Ser sacramento de la presencia de Cristo servidor en la comunidad es la función admirable del diácono: Servir incansablemente, de la mañana a la noche. Servir la mesa de los pobres y servir la mesa de la Eucaristía.
El servicio diaconal, desde los tiempos apostólicos, ha sido tenido siempre en gran honor en la Iglesia. Para San Ignacio de Antioquía no era concebible una Iglesia particular sin el obispo con sus presbíteros y diáconos. El diaconado no consiste tanto en determinadas funciones, que a partir de ahora, en comunión con el obispo y los presbíteros, podréis realizar, sino en el modo cómo realizaréis esta diaconía, este servicio: En nombre y con la autoridad del mismo Cristo. Y esto:
El rasgo más característico de la espiritualidad específica del diácono es el servicio. No porque sea exclusivo suyo, que toda la Iglesia, a imagen de María, es sierva de Dios y está al servicio de la salvación integral del hombre. Pero el diácono tiene que ser como un icono vivo de Cristo servidor.
La palabra “servir” está de moda, viste. Pero el servicio real es costoso, supone una cierta muerte a sí mismo. Ya veis cómo en el evangelio, después de tantas enseñanzas, después incluso, según la versión de Lucas, de haber visto a Jesús lavarles los pies, los apóstoles siguen discutiendo por los primeros puestos, incluso en el mismo contexto eucarístico.
Somos vasijas de barro, pobre vasijas de barro, que llevamos en nuestra voz, en nuestras manos y en nuestro débil corazón humano la riqueza y la fuerza de un don que nos desborda.

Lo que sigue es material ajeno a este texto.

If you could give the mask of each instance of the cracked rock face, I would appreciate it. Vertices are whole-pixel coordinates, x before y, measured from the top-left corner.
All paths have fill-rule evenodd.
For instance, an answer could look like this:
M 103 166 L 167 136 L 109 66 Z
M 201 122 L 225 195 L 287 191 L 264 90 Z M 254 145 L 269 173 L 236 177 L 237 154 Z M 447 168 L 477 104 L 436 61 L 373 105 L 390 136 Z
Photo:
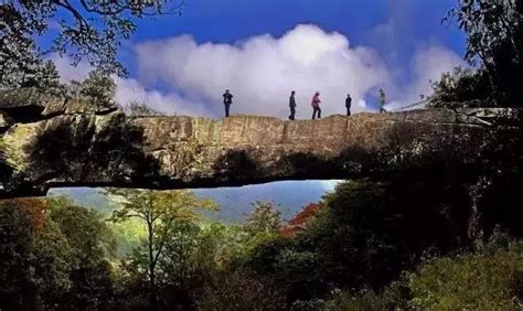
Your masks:
M 493 120 L 513 114 L 474 108 L 297 121 L 130 118 L 109 105 L 3 90 L 0 195 L 42 195 L 50 186 L 225 186 L 462 169 L 473 164 Z

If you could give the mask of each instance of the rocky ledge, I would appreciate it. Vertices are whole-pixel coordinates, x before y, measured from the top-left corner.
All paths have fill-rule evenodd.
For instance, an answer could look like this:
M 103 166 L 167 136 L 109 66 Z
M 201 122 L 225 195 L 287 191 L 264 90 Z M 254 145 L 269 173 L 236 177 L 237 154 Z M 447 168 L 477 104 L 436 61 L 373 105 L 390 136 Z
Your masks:
M 288 121 L 127 117 L 111 105 L 0 92 L 0 196 L 50 186 L 174 189 L 473 171 L 513 109 L 423 109 Z

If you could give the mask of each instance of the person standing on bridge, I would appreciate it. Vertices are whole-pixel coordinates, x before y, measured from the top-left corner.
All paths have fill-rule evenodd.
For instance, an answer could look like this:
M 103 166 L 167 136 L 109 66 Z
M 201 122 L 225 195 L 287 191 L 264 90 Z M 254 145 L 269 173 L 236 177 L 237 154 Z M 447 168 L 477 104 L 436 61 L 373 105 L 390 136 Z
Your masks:
M 225 106 L 225 118 L 228 117 L 228 108 L 233 104 L 233 95 L 225 89 L 225 94 L 223 95 L 223 105 Z
M 320 108 L 320 93 L 317 92 L 312 97 L 310 105 L 312 106 L 312 120 L 316 119 L 316 114 L 318 114 L 318 119 L 321 119 L 321 108 Z
M 292 92 L 290 93 L 290 97 L 289 97 L 289 108 L 290 108 L 289 120 L 293 120 L 293 119 L 295 119 L 295 115 L 296 115 L 296 99 L 295 99 L 295 94 L 296 94 L 296 92 L 292 90 Z
M 383 90 L 383 88 L 380 88 L 380 90 L 377 90 L 377 94 L 380 96 L 380 114 L 386 112 L 387 110 L 385 110 L 385 90 Z
M 346 95 L 345 98 L 345 108 L 346 108 L 346 116 L 351 116 L 351 106 L 352 106 L 352 97 L 351 94 Z

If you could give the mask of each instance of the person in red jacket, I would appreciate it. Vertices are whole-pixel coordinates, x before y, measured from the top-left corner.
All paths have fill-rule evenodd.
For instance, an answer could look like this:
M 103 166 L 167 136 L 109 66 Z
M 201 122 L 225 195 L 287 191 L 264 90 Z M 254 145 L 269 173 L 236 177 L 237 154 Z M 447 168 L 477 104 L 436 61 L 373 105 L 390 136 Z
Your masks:
M 318 119 L 321 119 L 320 103 L 320 93 L 317 92 L 312 97 L 312 103 L 310 103 L 310 105 L 312 106 L 312 120 L 316 119 L 316 114 L 318 114 Z

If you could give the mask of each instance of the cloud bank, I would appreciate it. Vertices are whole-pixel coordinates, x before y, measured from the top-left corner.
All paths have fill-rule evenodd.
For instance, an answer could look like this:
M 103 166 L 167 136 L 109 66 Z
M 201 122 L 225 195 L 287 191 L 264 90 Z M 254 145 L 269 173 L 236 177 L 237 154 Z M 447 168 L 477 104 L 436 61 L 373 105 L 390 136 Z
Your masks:
M 298 117 L 310 115 L 310 100 L 321 92 L 324 114 L 344 111 L 351 93 L 354 110 L 364 108 L 364 95 L 388 83 L 376 52 L 352 47 L 340 33 L 316 25 L 298 25 L 284 36 L 257 35 L 237 44 L 198 44 L 191 36 L 146 42 L 137 47 L 140 77 L 180 89 L 190 101 L 207 103 L 221 115 L 222 94 L 234 95 L 233 111 L 285 117 L 288 97 L 297 92 Z
M 64 81 L 87 76 L 87 65 L 72 68 L 68 60 L 52 58 Z M 353 112 L 375 110 L 378 87 L 389 95 L 388 108 L 405 106 L 430 93 L 429 79 L 462 64 L 453 52 L 430 45 L 407 64 L 412 83 L 398 85 L 393 74 L 397 68 L 387 67 L 375 50 L 352 46 L 345 35 L 310 24 L 281 37 L 263 34 L 235 44 L 199 44 L 190 35 L 143 42 L 136 45 L 136 77 L 115 78 L 116 100 L 122 106 L 145 100 L 169 115 L 221 117 L 222 94 L 228 88 L 233 114 L 280 118 L 288 115 L 291 90 L 297 92 L 297 118 L 310 118 L 316 90 L 321 92 L 324 116 L 344 114 L 348 93 Z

Temblorosos, pero radiantes; pobres, pero inmensamente ricos; desarmados, pero inquebrantables, llevamos los cristianos por el mundo el tesoro de la Buena Noticia.
Contaréis, os decía, con la fuerza del Espíritu Santo. Y con la ayuda de la comunión de los santos que ahora, mientras yacéis postrados en tierra, manifestando así vuestra pobreza y pequeñez, la comunidad reunida invocará sobre vosotros.